Ahiruneko dropped even more of his budget on drinks than Masanuki did, using nearly half of it on a decanter of wine. He then doubled-down with yet another high-cost (per the perspective of this article) choice with the escargot.

However, this wasn’t a snap decision by Ahiruneko, who dines at Saizeriya about once a week. His plan wasn’t to try to squeeze a full dinner out of 1,000 yen, but instead to get an hour’s worth of drinking, with some snacks to pair with his wine, from his budget.

And he succeeded. Assuming you’re not doing large pours, you can get three or four glasses of wine out of a half-liter, Not only does Ahiruneko’s set give him some classy escargot to munch on, after he eats them he can dip the focaccia into their dish to season the bread with the leftover garlicky butter and oil.

Seiji Nakazawa’s Straightforward Rambunctious Kid’s Set

● Milano-style doria (baked cheese and rice) (300 yen)
● Pepperoncino pasta (300 yen)
● Hamburger steak (400 yen)

“You guys are all trying to get way too cute with your orders,” Seiji confidently said. “Think back to the first time you felt really happy eating at Saizeriya?”

Because of its low prices and casual atmosphere, Saizeriya is a popular place for families and groups of teen friends. Almost everyone who’s a fan of the chain fell in love with it somewhere between elementary and high school, because of all of its hearty, filling fare, and those happy childhood memories are what Seiji wanted to experience with his set.

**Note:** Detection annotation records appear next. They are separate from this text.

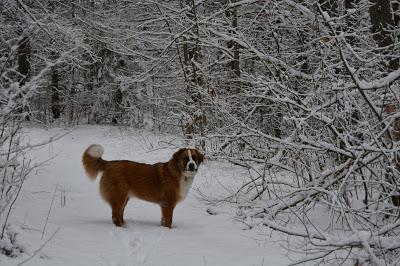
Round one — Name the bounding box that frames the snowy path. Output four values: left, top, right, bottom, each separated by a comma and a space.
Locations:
5, 127, 288, 266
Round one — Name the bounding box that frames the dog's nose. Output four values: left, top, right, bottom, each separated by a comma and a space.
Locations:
188, 163, 196, 171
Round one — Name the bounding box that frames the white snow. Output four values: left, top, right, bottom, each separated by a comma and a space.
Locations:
0, 126, 289, 266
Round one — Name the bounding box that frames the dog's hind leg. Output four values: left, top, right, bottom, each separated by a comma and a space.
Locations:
110, 197, 127, 226
121, 197, 129, 224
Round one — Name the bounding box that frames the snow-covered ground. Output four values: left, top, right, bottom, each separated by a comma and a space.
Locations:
0, 126, 289, 266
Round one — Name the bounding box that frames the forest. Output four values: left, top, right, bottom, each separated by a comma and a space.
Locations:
0, 0, 400, 265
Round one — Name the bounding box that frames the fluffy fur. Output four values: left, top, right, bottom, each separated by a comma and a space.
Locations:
82, 144, 204, 228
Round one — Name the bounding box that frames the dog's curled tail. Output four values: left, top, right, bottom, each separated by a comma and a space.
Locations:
82, 144, 107, 180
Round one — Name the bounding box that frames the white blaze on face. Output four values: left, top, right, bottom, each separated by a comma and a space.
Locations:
186, 150, 197, 171
179, 150, 197, 201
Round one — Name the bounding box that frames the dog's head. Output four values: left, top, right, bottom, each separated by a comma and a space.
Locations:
172, 148, 204, 174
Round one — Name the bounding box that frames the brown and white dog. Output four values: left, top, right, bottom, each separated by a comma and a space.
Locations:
82, 144, 204, 228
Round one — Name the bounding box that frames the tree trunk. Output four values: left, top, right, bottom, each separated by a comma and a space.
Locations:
50, 51, 61, 120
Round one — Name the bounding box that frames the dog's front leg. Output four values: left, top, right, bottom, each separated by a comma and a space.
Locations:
161, 202, 175, 228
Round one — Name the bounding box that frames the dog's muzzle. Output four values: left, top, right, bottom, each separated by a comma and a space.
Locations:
187, 163, 197, 172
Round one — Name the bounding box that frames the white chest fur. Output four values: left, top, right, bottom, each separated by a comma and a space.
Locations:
179, 171, 196, 201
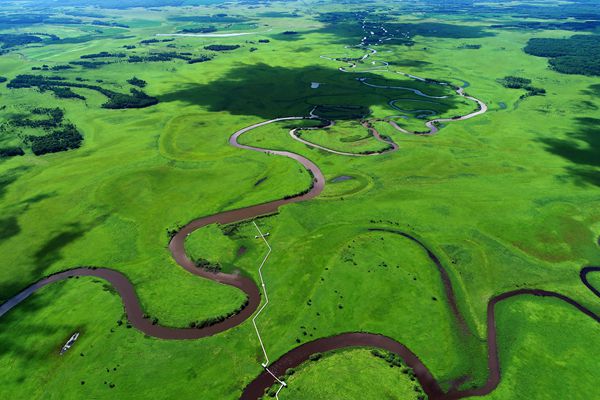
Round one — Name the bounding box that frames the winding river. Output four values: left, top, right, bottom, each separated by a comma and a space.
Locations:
0, 36, 600, 399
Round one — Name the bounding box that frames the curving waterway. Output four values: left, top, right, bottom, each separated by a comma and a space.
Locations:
0, 38, 600, 399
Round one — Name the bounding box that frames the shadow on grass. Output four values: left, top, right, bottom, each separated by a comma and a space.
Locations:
0, 216, 21, 240
0, 166, 29, 200
160, 64, 460, 119
542, 118, 600, 186
0, 217, 105, 303
581, 83, 600, 97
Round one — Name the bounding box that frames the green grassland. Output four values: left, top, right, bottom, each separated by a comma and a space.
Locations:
0, 2, 600, 399
264, 349, 420, 399
299, 121, 391, 154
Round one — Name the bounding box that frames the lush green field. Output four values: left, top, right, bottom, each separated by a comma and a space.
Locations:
0, 0, 600, 399
299, 121, 391, 154
265, 349, 422, 399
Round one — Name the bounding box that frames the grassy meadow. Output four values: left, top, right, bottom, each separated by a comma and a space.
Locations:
0, 0, 600, 399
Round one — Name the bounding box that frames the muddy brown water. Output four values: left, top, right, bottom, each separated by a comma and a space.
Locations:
241, 289, 600, 400
0, 112, 600, 399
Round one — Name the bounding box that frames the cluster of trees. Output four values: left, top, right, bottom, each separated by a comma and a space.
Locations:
79, 51, 127, 59
204, 44, 240, 51
31, 64, 73, 71
179, 25, 217, 33
69, 61, 110, 69
7, 75, 158, 109
490, 17, 600, 31
194, 258, 222, 272
25, 124, 83, 156
92, 20, 129, 28
498, 76, 546, 98
0, 147, 25, 158
101, 89, 158, 109
11, 107, 65, 130
188, 54, 214, 64
127, 51, 191, 63
40, 86, 85, 100
0, 33, 42, 49
524, 35, 600, 76
127, 76, 147, 87
458, 44, 481, 50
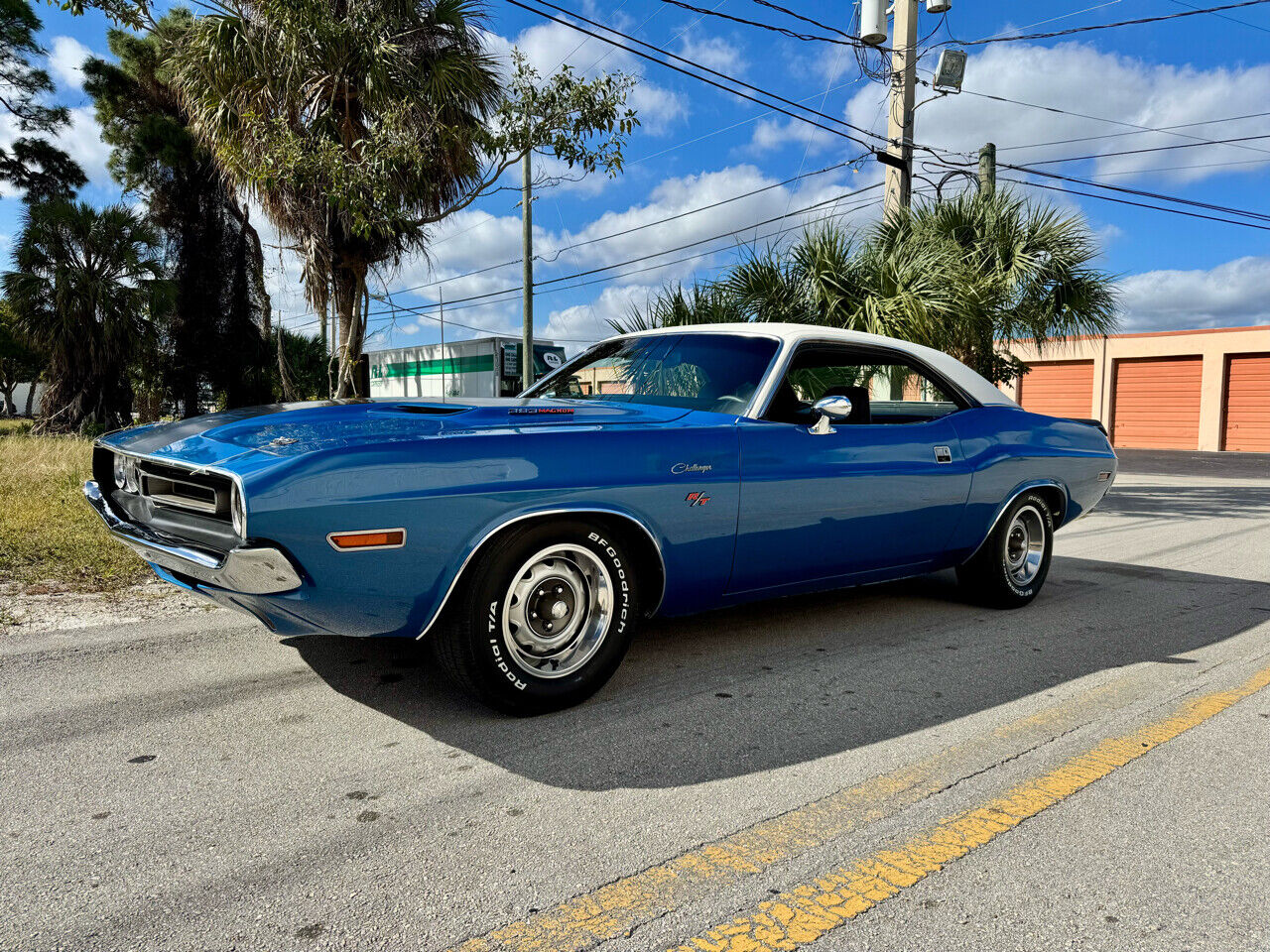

Just like Ahiruneko, his commitment to a theme paid off, especially when he spruced up his pasta with dashes of Parmesan cheese and black pepper (unlike the Yamitsuki Spice, they’re complimentary condiments) and transferred the egg from his hamburger steak plate onto the noodles, mixing them together for a custom-created dish.

P.K. Sanjun’s “Perfect Balance Set”

● Arrosticini (400 yen)
● Pepperoncino pasta (300 yen)
● Vegetable paste (100 yen)
● Soft green beans and pecorino cheese (200 yen)

Not to be outdone by Ahiruneko’s sophisticated selection of escargot, P.K. spent nearly half his budget on a pair of arrosticini (lamb skewers). These are pretty much P.K.’s favorite thing on the entire Saizeriya menu, so it was an investment he was happy to make. With his protein sorted, he added a bowl of pepperoncino for his carbs, powered it up by stirring in the vegetable paste, and then got some more veggies, plus a little dairy, from the salad.

With a self-satisfied smile, P.K. declared this the ideal balance for a Saizeriya meal, and now that he’s perfected it, he plans on ordering it more or less every time he goes to the restaurant.

So aside from Masanuki, everyone else on our panel walked away from the table with their taste buds happy, though individual levels of fullness and inebriation varied. Still, all in all a successful outing, and a reminder that you don’t need more than 1,000 yen to find a good meal in Japan.